Emergenza rifiuti: siamo a Napoli? No, no... questa è Parma!

Strada Naviglio Alto: una discarica a cielo aperto tra copertoni, plastica bruciata, bottiglie, cartoni, resti edili e materassi. Ma dove sono i "pretoriani" del decoro urbano promessi dal sindaco?

Una vera e propria discarica a cielo aperto, e neanche tanto nascosta. Ecco ciò che si può vedere percorrendo la Strada Naviglio Alto, presso il passaggio a livello, a ridosso della carreggiata. Copertoni, plastica bruciata, bottiglie, cartoni, resti edili e addirittura un materasso matrimoniale. Il tutto, neanche minimamente celato, è presente in bella vista in un piccolo spiazzo compreso tra la stretta strada e la massicciata ferroviaria, tra ghiaia ed erba alta, in un punto dove la mancanza di palazzi favorisce l'anonimato.

Solo un profondo senso di inciviltà può generare queste situazioni.
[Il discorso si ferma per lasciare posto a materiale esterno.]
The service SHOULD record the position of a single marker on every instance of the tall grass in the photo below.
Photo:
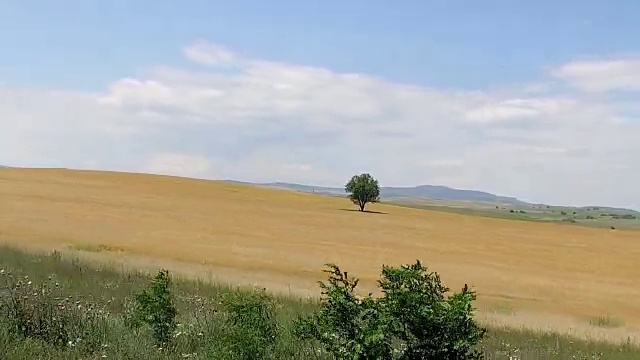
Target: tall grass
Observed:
(207, 328)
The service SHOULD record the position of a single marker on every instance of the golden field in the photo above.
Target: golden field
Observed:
(535, 274)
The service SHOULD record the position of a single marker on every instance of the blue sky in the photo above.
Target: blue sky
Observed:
(518, 98)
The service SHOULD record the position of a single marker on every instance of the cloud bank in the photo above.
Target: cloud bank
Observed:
(572, 141)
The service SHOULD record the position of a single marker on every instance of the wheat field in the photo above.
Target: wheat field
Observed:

Viene scelta la via più facile per sbarazzarsi velocemente anche di materiali che sarebbero smaltibili con la normale raccolta differenziata, senza la necessità di rivolgersi all'ecocentro. Un'immagine che stride inevitabilmente con la bellezza dei campi adiacenti, appena ad un passo fuori dalla città. Una situazione purtroppo comune appena ci si allontana dal centro.

GUARDA LE IMMAGINI DELLA DISCARICA IN STRADA NAVIGLIO ALTO


No, non siamo nella tanto vituperata Napoli all'epoca dell'emergenza rifiuti. Siamo a Parma, nella "petite capitale".
Sarebbe sufficiente un modesto intervento di bonifica, per arginare problemi maggiori dovuti all'inevitabile accumulo di ulteriori rifiuti, nel nome del "tanto ce n'erano già altri". Piccole storie di degrado che deturpano inevitabilmente l'immagine e il fascino di Parma, anche solo per una pedalata fuori porta.

"Parma non è un porcile", questo lo slogan della campagna di sensibilizzazione lanciata lo scorso 14 maggio dal sindaco Vignali. In quell'occasione si era parlato dell'atrtivazione di quattro equipaggi, composti da una sorta di “pretoriani” del decoro urbano,  viaggeranno costantemente per la città a bordo di quattro smart elettriche per effettuare controlli sul territorio e segnalare eventuali vandalismi, disservizi e situazioni di degrado agli uffici competenti. La domanda dei cittadini è: ma dove sono questi "pretoriani"?